Rowan first travels to British Jamaica where, posing as a Canadian merchant sailor, he joins the crew of a neutral British ship on its way to Cuba. But the Spanish have already discovered the mission and have hired the cynical, amoral Dr. Ivan Krug to identify the American and stop him before he can reach Garcia. Krug takes passage on the British ship and questions everyone on board. This leads Rowan to jump ship at night in a row boat and slip into Cuba.

There, continuing to dodge Krug and Spanish soldiers, Rowan meets a con man, Sergeant Dory, who is a deserter from the U.S. Marine Corps. Dory guides him to the home of a Cuban patriot who knows Garcia's whereabouts. But Spanish soldiers kill the patriot. So Rowan and Dory set out in the company of Raphaelita Maderos, the patriot's daughter.

Aided by villages of Cuban patriots, the three make their way toward their destination. Spanish troops led by Krug remain constantly on their trail, forcing them to hide in the swamp. They also encounter Henry Piper, a British merchant from Sheffield, who has become lost in the Cuban interior. The Spanish succeed in wounding Maderos and Dory removes the bullet from her. So Rowan must continue on without her, leaving Dory behind to provide care and protection. But she orders Dory to go after Rowan to make sure he gets safely to his destination, believing that his message is more important than any one of their lives.

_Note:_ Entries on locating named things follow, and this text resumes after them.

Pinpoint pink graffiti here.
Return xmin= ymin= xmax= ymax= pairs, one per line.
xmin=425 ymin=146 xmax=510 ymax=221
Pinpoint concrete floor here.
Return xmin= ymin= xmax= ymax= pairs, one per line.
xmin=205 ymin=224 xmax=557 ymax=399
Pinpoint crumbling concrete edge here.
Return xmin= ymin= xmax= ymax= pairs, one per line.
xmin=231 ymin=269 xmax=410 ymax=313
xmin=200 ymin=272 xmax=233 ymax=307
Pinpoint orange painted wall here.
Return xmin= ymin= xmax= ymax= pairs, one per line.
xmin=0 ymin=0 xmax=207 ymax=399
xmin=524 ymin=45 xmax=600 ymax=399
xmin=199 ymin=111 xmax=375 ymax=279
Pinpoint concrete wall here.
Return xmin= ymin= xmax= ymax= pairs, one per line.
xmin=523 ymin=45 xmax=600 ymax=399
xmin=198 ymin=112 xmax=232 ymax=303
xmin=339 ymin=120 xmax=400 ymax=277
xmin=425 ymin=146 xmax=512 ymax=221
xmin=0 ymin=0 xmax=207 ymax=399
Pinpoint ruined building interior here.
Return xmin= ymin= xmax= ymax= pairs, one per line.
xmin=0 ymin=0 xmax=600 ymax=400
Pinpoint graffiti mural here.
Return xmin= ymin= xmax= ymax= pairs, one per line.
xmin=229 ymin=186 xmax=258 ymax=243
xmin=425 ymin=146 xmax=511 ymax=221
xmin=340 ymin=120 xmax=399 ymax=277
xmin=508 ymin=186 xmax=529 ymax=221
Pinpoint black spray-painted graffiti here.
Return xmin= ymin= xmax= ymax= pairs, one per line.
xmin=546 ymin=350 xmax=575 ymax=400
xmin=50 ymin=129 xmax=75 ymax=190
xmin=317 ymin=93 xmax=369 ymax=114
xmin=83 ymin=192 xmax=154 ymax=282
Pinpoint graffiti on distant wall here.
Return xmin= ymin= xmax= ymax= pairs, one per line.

Dory successfully guides Rowan across an alligator-infested river and past Spanish patrols, delivering him to what he believes are General Garcia's headquarters. Then Dory departs, not realizing that the Spaniards had recently taken the stronghold. Rowan thus falls into the hands of the Spanish, and Doctor Krug begins a process of torture to discover the whereabouts of the message that Rowan has hidden in the barrel of his pistol.

Dory, meanwhile, is captured by the Cuban rebels who wish to execute him for having previously sold them useless ammunition. Dory's personal appeal to Garcia for help to rescue Rowan, who he now realizes is in Spanish hands, is refused and he faces the firing squad. Only the dramatic arrival of the British merchant Piper, who verifies the truth of Dory's story, saves the American from being shot. Garcia then organizes a rescue attempt, which Dory volunteers for.

Rowan has resisted torture, refusing to break. But when the Spanish bring in Maderos, whom they have captured, she tries to persuade him to end his suffering and reveal the message. He still resists, holding out long enough for the Cuban rebels to launch a major assault on the Spanish position. Dory rescues Rowan but is killed in the process. Rowan, however, is then able to present McKinley's letter to Garcia, who tells him "This message means the liberation of our people."

==Cast==

- Wallace Beery as Sergeant Dory
- Barbara Stanwyck as Senorita Raphaelita Maderos
- John Boles as Lieutenant Rowan
- Alan Hale as Dr. Krug
- Herbert Mundin as Henry Piper
- Mona Barrie as Spanish Spy
- Enrique Acosta as General Garcia
- Juan Torena as Luis Maderos

- Martin Garralaga as Rodriguez
- Blanca Vischer as Chiquita
- Jose Luis Tortosa as Pasquale Castova
- Lucio Villegas as Commandant
- Frederick Vogeding as German Stoker
- Pat Moriarity as Irish Stoker
- Octavio Giraud as Spanish Commandant

Uncredited (in order of appearance)
| Warren Hymer | Sailor departing from Brooklyn Navy Yard saying goodbye to his girlfriend |
| Sam Appel | Proprietor |
| Romualdo Tirado | Soldier |
| Yorke Sherwood | Dakin |
| Carlos Montalbán | Spanish gunner |
| George Irving | Colonel Wagner |
| Dell Henderson | President McKinley |
| John Carradine | Voice of President McKinley |

==Production==
The film was made by the independent company Twentieth Century Pictures, but was distributed by 20th Century Fox following the merger between the two studios. The final day of filming was November 16, 1935. Twentieth Century had developed a reputation for producing high-budget prestige films, and this was one of the company's final efforts. The parts of Dory and Raphaelita are fictional and were created to provide roles for Beery and Stanwyck, who were well-established box office stars. The British comedian Herbert Mundin appeared to add comic relief in his role as an English merchant. Dell Henderson plays President William McKinley but with a stentorian voice dubbed by John Carradine.